A dúvida é comum, mas não existe uma resposta única para todas as pessoas com menos de 40 anos. Mamografia e ultrassom das mamas não são exames equivalentes, e a indicação muda conforme o objetivo: rastreamento em alguém sem sintomas ou investigação de uma alteração já percebida.
Em mulheres jovens, o tecido mamário costuma ser mais denso, o que pode dificultar a interpretação da mamografia. Por isso, o ultrassom frequentemente ganha importância em determinadas situações. Ainda assim, isso não significa que a mamografia seja proibida antes dos 40.
A idade ajuda a definir o caminho, mas não decide sozinha
Para pessoas de risco habitual e sem sintomas, as recomendações de rastreamento variam entre entidades e países. No Brasil, as recomendações conjuntas do Colégio Brasileiro de Radiologia, da Sociedade Brasileira de Mastologia e da Federação Brasileira das Associações de Ginecologia e Obstetrícia indicam mamografia anual dos 40 aos 74 anos.
Antes dessa idade, o exame de rotina não é automaticamente indicado para todas as pessoas. A situação muda quando existem fatores que elevam o risco, como histórico familiar importante, mutações genéticas associadas ao câncer de mama ou exposição prévia à radioterapia no tórax.
Nesses casos, o acompanhamento pode começar mais cedo e incluir diferentes métodos de imagem.
Ultrassom costuma entrar primeiro
Se uma pessoa jovem percebe um caroço, alteração localizada ou outra mudança persistente na mama, a situação deixa de ser um simples rastreamento.
Nessas circunstâncias, o ultrassom pode ser muito útil porque permite avaliar a estrutura da alteração e diferenciar, por exemplo, formações predominantemente sólidas de estruturas cheias de líquido.
Para mulheres entre 30 e 39 anos, diferentes modalidades podem ser consideradas dependendo do quadro clínico. Já em pessoas mais jovens, o ultrassom costuma ter papel ainda mais importante na avaliação inicial de alterações palpáveis.
Isso não significa, entretanto, que o exame ultrassonográfico substitua sempre a mamografia. Se houver características suspeitas, outros exames podem ser acrescentados conforme a avaliação médica.
Pesquisa analisou a mamografia entre 39 e 49 anos
Uma revisão publicada na revista Cancer Epidemiology em 22 de junho de 2026, liderada por Pedro C. Abrahão Reis, avaliou evidências randomizadas sobre o rastreamento mamográfico em mulheres de 39 a 49 anos.

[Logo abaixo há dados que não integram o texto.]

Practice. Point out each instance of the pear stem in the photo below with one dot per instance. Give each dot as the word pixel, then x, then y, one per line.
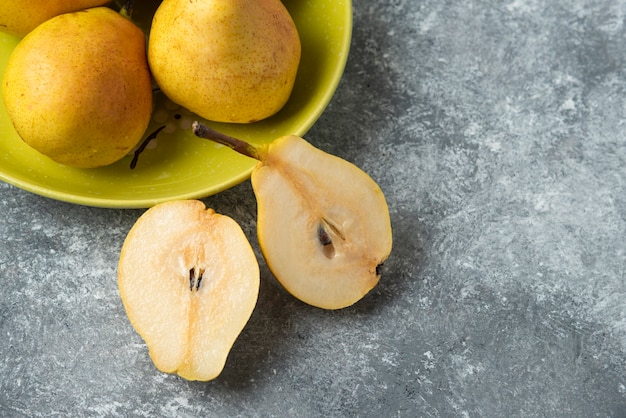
pixel 242 147
pixel 127 9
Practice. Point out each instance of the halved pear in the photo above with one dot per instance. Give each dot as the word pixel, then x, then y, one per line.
pixel 323 223
pixel 189 281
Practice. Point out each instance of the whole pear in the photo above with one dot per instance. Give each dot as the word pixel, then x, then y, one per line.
pixel 19 17
pixel 78 88
pixel 225 60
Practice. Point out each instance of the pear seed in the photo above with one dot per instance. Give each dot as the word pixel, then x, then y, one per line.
pixel 193 282
pixel 327 243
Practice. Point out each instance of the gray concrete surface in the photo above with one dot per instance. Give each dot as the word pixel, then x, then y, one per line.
pixel 497 130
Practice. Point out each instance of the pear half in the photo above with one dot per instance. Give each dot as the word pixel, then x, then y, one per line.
pixel 189 281
pixel 323 224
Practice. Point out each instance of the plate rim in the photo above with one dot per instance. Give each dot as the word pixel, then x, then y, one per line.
pixel 113 203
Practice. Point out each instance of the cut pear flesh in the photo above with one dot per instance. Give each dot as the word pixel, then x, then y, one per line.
pixel 323 224
pixel 189 281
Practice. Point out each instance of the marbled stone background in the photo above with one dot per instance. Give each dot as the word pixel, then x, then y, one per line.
pixel 497 131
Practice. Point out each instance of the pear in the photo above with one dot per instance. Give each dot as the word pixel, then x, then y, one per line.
pixel 78 87
pixel 323 224
pixel 19 17
pixel 225 60
pixel 189 282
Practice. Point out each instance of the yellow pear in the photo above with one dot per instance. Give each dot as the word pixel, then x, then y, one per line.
pixel 19 17
pixel 323 224
pixel 225 60
pixel 78 88
pixel 189 281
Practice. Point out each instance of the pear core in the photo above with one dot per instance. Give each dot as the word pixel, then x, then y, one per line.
pixel 189 281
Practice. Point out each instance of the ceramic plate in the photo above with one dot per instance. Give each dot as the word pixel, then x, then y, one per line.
pixel 178 165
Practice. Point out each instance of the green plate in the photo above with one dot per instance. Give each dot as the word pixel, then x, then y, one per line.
pixel 178 165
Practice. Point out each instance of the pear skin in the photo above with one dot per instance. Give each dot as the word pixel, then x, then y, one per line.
pixel 78 88
pixel 323 223
pixel 189 282
pixel 242 56
pixel 19 17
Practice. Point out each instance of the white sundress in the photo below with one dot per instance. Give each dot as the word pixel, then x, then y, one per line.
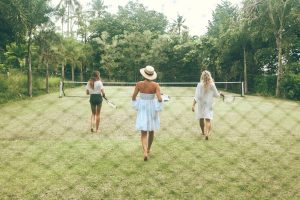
pixel 204 99
pixel 147 112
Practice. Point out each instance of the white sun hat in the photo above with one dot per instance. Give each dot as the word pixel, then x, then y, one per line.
pixel 148 72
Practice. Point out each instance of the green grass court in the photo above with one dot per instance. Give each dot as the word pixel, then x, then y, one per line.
pixel 48 152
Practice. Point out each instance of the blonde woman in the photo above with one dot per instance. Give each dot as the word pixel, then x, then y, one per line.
pixel 95 89
pixel 204 94
pixel 147 107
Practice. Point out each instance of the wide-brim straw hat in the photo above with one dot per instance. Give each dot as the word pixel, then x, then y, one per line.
pixel 148 72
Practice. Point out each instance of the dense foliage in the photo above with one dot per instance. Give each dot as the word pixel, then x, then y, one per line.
pixel 257 43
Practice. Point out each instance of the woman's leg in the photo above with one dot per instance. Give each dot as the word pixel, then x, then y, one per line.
pixel 201 122
pixel 98 110
pixel 144 144
pixel 150 140
pixel 207 127
pixel 93 108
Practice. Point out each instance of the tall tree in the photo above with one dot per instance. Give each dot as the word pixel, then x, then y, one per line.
pixel 178 26
pixel 36 13
pixel 70 6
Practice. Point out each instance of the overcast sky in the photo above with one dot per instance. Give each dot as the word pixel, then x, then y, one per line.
pixel 195 12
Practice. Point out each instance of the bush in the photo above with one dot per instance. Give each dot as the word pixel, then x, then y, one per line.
pixel 290 86
pixel 264 85
pixel 14 87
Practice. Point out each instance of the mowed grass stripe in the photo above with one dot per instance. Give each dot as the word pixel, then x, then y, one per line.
pixel 47 151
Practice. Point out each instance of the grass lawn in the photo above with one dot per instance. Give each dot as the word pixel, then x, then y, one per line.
pixel 48 152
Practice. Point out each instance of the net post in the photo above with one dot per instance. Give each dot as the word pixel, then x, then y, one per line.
pixel 60 89
pixel 243 90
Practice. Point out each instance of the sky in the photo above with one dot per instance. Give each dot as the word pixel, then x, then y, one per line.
pixel 196 13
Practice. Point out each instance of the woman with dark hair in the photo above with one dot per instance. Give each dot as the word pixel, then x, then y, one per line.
pixel 205 92
pixel 95 89
pixel 147 107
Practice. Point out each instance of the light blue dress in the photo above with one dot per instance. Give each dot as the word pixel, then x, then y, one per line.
pixel 204 98
pixel 147 112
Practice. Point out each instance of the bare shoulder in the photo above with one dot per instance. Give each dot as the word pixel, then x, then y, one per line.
pixel 139 84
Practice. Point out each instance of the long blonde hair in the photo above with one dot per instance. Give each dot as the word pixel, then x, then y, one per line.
pixel 206 79
pixel 95 77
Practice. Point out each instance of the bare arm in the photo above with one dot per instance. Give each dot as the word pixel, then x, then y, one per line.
pixel 158 94
pixel 135 93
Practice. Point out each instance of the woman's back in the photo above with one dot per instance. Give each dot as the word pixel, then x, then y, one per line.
pixel 147 87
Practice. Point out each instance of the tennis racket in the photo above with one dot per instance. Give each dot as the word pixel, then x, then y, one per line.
pixel 110 103
pixel 228 98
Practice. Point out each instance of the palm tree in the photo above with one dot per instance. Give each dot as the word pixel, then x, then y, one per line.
pixel 178 25
pixel 71 6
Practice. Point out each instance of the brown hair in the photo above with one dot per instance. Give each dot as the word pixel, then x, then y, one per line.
pixel 95 77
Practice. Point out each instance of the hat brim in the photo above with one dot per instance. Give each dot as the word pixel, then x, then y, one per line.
pixel 146 76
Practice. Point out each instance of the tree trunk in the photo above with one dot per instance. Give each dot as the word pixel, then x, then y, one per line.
pixel 279 70
pixel 68 28
pixel 29 64
pixel 81 73
pixel 47 77
pixel 245 71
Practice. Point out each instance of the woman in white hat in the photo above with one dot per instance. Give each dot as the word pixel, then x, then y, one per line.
pixel 147 107
pixel 204 94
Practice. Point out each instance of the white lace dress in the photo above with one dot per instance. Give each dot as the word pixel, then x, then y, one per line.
pixel 205 99
pixel 147 112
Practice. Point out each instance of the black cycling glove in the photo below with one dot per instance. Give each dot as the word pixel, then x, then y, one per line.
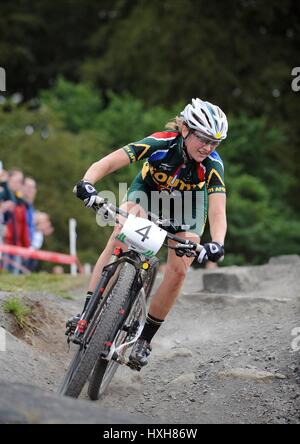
pixel 85 191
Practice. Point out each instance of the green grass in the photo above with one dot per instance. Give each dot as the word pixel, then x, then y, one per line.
pixel 58 285
pixel 20 312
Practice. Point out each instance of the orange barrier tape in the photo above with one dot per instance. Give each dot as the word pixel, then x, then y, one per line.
pixel 40 255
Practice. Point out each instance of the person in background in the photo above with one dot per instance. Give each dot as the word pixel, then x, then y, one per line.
pixel 29 195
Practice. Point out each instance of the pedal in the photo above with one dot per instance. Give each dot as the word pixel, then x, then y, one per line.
pixel 134 366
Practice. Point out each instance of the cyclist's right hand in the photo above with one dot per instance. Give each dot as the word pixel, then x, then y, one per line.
pixel 85 191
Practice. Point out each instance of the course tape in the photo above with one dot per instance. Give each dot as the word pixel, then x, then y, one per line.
pixel 40 255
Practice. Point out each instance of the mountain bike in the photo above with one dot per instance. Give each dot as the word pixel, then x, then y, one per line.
pixel 116 313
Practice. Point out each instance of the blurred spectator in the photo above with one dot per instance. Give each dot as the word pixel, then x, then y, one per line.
pixel 29 194
pixel 20 223
pixel 17 230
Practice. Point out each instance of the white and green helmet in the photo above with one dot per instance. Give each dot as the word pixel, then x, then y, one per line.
pixel 208 120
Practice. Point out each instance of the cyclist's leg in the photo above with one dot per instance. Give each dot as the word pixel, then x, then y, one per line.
pixel 130 207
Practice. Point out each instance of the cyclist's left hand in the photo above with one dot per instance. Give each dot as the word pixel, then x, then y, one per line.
pixel 212 251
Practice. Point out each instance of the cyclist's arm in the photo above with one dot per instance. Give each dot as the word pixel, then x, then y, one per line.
pixel 107 165
pixel 217 216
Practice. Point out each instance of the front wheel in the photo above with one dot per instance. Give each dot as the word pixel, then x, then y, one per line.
pixel 112 316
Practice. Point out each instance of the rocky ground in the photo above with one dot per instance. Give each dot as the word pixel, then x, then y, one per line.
pixel 227 353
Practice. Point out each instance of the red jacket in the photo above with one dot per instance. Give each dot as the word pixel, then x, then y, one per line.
pixel 17 230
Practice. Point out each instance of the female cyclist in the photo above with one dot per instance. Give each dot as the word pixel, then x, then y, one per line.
pixel 181 159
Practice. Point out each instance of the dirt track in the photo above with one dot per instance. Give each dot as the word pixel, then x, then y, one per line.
pixel 219 357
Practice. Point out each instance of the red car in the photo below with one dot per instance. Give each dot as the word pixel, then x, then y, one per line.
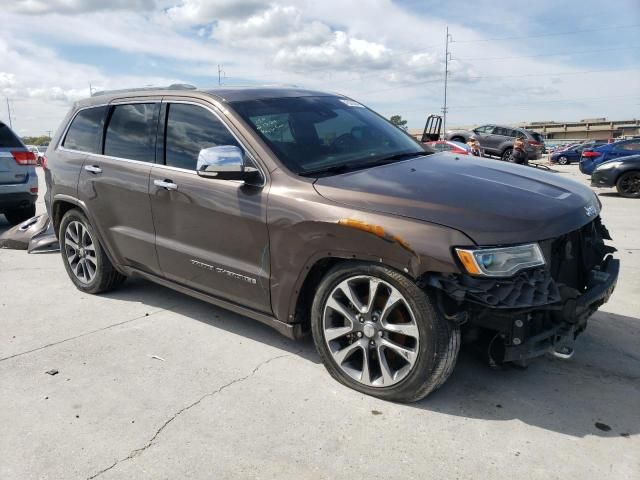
pixel 450 146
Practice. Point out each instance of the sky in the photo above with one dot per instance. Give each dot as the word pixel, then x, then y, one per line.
pixel 511 62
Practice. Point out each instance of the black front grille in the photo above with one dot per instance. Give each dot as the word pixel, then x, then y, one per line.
pixel 573 255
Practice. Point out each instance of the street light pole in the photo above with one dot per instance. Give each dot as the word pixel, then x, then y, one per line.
pixel 9 113
pixel 447 56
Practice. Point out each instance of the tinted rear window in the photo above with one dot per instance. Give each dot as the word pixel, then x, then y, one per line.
pixel 131 132
pixel 85 130
pixel 537 137
pixel 7 138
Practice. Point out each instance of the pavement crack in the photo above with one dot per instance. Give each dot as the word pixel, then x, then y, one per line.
pixel 81 335
pixel 134 453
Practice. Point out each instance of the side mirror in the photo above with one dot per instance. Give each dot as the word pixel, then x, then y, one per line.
pixel 225 162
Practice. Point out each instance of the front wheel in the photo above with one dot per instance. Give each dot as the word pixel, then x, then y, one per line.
pixel 377 332
pixel 628 185
pixel 85 260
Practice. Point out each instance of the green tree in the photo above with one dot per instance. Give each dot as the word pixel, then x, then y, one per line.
pixel 398 121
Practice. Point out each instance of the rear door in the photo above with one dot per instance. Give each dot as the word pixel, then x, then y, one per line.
pixel 495 138
pixel 623 149
pixel 114 183
pixel 483 134
pixel 211 235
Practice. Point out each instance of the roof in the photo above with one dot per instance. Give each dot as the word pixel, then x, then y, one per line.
pixel 224 94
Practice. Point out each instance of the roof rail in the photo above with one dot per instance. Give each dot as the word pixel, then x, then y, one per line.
pixel 173 86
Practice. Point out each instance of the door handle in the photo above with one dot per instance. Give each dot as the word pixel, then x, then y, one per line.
pixel 166 184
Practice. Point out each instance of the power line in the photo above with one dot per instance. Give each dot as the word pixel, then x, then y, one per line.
pixel 620 98
pixel 550 54
pixel 548 34
pixel 555 74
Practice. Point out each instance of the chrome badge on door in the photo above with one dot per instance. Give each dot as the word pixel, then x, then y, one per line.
pixel 223 271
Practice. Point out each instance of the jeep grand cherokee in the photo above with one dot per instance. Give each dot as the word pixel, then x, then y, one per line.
pixel 309 212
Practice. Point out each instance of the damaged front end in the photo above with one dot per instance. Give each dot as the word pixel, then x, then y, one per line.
pixel 36 235
pixel 538 310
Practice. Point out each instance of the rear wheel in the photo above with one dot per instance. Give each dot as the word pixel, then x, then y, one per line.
pixel 379 333
pixel 84 258
pixel 19 215
pixel 628 185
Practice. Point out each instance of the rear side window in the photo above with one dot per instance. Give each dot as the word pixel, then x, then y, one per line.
pixel 7 138
pixel 190 129
pixel 131 132
pixel 630 146
pixel 85 130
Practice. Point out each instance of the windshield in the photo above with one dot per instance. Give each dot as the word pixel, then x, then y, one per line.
pixel 315 134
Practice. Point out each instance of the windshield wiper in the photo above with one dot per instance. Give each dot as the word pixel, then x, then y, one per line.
pixel 400 156
pixel 335 170
pixel 343 168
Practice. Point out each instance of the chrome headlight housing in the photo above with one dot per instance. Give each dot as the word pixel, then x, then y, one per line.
pixel 500 262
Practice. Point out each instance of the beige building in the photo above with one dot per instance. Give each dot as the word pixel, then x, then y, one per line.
pixel 589 128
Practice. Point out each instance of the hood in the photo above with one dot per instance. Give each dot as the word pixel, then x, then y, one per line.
pixel 492 202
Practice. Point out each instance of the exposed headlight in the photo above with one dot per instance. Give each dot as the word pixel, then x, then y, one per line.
pixel 500 262
pixel 608 165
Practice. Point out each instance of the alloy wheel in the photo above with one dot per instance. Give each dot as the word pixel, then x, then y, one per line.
pixel 370 331
pixel 80 252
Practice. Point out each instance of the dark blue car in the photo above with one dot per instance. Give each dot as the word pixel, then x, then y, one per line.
pixel 591 158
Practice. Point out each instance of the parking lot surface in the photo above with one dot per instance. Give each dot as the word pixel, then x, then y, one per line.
pixel 154 384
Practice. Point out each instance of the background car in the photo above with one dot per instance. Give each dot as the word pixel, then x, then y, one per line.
pixel 449 146
pixel 572 153
pixel 593 157
pixel 624 174
pixel 18 180
pixel 498 140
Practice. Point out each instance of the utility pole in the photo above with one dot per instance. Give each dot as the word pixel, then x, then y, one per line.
pixel 221 74
pixel 447 57
pixel 9 112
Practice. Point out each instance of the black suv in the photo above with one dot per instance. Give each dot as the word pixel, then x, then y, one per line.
pixel 498 140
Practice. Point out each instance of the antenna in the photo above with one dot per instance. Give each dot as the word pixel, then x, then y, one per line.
pixel 9 112
pixel 447 57
pixel 221 74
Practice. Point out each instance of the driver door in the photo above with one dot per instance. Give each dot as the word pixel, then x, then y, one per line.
pixel 211 235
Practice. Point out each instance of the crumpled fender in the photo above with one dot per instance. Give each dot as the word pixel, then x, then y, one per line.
pixel 34 235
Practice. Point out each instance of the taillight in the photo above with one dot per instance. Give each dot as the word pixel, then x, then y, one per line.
pixel 24 158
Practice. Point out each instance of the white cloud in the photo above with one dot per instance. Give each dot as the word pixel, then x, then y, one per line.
pixel 200 12
pixel 39 7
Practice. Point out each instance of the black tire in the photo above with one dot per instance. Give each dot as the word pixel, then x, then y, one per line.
pixel 106 276
pixel 439 340
pixel 19 215
pixel 628 185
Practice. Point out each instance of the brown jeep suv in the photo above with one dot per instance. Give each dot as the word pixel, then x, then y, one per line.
pixel 311 213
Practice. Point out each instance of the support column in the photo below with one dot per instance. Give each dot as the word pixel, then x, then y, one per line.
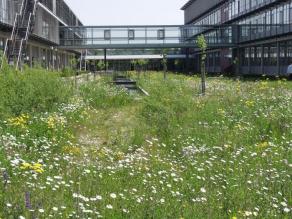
pixel 262 59
pixel 278 58
pixel 187 61
pixel 249 60
pixel 80 62
pixel 31 55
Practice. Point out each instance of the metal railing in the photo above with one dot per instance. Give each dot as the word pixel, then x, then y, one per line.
pixel 141 36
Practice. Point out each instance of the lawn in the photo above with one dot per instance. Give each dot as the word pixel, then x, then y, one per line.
pixel 96 151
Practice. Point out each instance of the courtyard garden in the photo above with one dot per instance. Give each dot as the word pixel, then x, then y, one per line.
pixel 97 151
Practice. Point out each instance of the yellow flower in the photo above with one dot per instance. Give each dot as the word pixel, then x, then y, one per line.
pixel 51 122
pixel 72 150
pixel 249 103
pixel 25 166
pixel 37 167
pixel 20 121
pixel 263 145
pixel 221 111
pixel 119 155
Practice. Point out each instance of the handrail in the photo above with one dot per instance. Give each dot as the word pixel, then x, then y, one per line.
pixel 28 26
pixel 19 54
pixel 34 8
pixel 22 5
pixel 14 26
pixel 4 53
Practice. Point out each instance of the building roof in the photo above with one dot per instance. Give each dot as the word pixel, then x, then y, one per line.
pixel 187 4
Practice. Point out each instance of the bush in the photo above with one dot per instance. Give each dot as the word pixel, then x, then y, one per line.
pixel 33 90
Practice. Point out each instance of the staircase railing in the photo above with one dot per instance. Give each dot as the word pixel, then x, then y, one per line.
pixel 23 42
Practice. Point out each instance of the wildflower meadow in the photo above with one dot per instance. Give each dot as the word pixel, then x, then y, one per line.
pixel 97 151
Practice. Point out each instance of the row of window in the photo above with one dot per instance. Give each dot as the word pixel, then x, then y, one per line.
pixel 268 54
pixel 281 14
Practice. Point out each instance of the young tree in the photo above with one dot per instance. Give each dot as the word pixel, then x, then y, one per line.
pixel 164 62
pixel 202 44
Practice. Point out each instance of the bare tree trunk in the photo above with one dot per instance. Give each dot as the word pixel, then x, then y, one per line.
pixel 203 77
pixel 164 71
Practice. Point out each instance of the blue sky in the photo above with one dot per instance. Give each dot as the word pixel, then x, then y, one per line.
pixel 128 12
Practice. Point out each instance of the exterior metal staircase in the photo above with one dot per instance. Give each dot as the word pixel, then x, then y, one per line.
pixel 15 48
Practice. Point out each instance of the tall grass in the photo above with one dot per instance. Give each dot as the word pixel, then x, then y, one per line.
pixel 173 154
pixel 32 90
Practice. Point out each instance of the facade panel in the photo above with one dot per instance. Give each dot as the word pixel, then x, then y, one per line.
pixel 42 46
pixel 264 24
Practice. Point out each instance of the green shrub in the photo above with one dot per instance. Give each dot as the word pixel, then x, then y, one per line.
pixel 33 90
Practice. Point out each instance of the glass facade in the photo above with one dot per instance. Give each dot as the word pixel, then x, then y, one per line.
pixel 281 14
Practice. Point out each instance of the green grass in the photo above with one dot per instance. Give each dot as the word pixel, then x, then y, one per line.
pixel 173 154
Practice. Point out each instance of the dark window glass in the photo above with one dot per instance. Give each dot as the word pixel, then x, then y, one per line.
pixel 107 34
pixel 131 34
pixel 160 34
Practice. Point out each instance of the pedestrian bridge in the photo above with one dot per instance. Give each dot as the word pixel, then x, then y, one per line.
pixel 166 36
pixel 134 37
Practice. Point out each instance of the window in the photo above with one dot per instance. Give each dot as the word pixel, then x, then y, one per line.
pixel 1 44
pixel 107 34
pixel 160 34
pixel 45 30
pixel 131 34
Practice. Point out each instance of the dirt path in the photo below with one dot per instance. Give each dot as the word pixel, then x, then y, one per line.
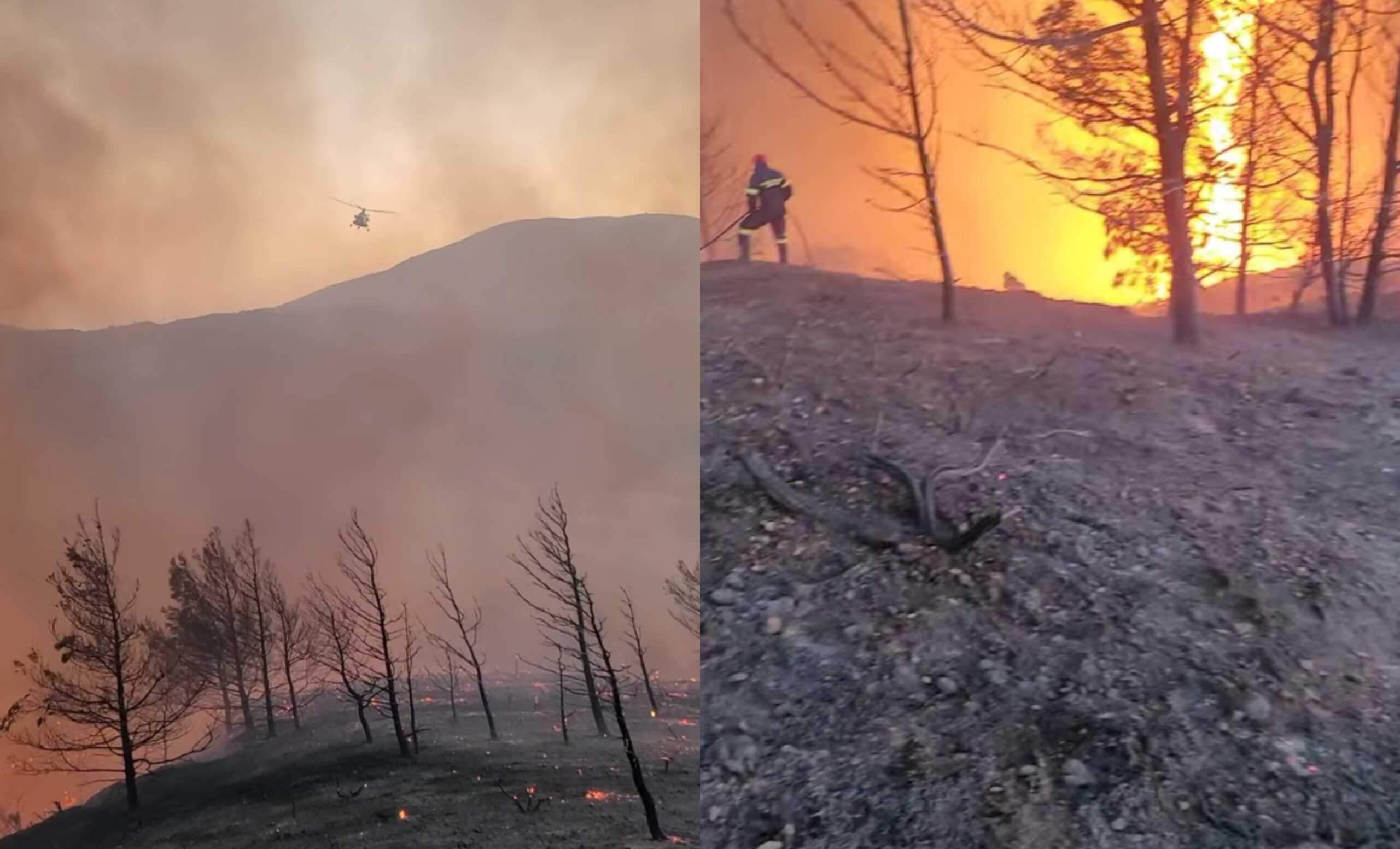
pixel 1183 633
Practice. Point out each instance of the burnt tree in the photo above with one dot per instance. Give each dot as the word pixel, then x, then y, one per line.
pixel 611 677
pixel 255 575
pixel 219 575
pixel 296 647
pixel 885 84
pixel 1385 209
pixel 115 700
pixel 720 181
pixel 468 630
pixel 548 563
pixel 1131 87
pixel 192 623
pixel 639 651
pixel 563 693
pixel 411 654
pixel 685 598
pixel 343 649
pixel 368 603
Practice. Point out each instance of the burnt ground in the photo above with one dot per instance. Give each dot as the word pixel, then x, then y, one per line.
pixel 284 792
pixel 1182 635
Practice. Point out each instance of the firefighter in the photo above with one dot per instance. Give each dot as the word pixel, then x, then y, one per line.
pixel 769 192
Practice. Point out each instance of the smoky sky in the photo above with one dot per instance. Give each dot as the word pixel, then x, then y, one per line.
pixel 999 216
pixel 163 160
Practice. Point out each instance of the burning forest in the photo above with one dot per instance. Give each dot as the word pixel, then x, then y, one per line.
pixel 247 673
pixel 1102 557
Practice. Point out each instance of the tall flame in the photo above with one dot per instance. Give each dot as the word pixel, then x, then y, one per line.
pixel 1227 56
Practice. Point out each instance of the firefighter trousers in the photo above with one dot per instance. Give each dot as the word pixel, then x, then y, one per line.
pixel 754 223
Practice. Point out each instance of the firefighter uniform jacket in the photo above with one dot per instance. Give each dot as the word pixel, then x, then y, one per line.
pixel 769 192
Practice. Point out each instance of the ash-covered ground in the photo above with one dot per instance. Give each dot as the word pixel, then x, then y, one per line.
pixel 1183 634
pixel 326 789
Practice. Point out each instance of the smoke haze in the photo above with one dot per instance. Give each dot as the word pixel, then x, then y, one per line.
pixel 164 160
pixel 174 160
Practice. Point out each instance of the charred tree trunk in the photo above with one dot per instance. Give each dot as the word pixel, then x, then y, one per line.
pixel 1251 163
pixel 1323 109
pixel 633 762
pixel 920 138
pixel 639 649
pixel 124 721
pixel 563 717
pixel 389 684
pixel 364 722
pixel 486 702
pixel 291 687
pixel 223 692
pixel 1172 126
pixel 1385 213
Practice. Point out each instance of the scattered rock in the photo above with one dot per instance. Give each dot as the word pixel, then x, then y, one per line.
pixel 1258 708
pixel 1077 774
pixel 724 596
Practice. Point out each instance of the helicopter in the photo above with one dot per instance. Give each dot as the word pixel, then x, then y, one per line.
pixel 361 219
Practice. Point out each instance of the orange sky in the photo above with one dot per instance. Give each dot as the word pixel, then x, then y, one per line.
pixel 999 217
pixel 163 160
pixel 991 207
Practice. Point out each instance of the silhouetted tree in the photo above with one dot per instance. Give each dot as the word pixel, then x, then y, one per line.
pixel 192 624
pixel 447 680
pixel 411 654
pixel 563 693
pixel 345 651
pixel 1133 87
pixel 219 578
pixel 468 630
pixel 296 645
pixel 548 561
pixel 633 638
pixel 720 179
pixel 111 695
pixel 1385 209
pixel 255 574
pixel 368 603
pixel 886 84
pixel 685 598
pixel 611 676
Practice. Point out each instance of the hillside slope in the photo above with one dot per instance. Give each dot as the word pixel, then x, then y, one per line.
pixel 1182 634
pixel 440 397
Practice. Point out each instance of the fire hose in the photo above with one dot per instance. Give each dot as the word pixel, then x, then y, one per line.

O trabalho analisou os benefícios e possíveis impactos do rastreamento nessa faixa etária, justamente onde existe maior discussão sobre quando iniciar a mamografia. A análise considera que o início do rastreamento antes dos 50 anos pode ter implicações importantes para políticas de saúde, especialmente porque o benefício da detecção precoce precisa ser avaliado em conjunto com possíveis resultados falso positivos e outros efeitos do rastreamento.
O estudo é particularmente relevante para a discussão sobre a idade de início do rastreamento, mas não significa que toda pessoa com menos de 40 anos precise fazer mamografia.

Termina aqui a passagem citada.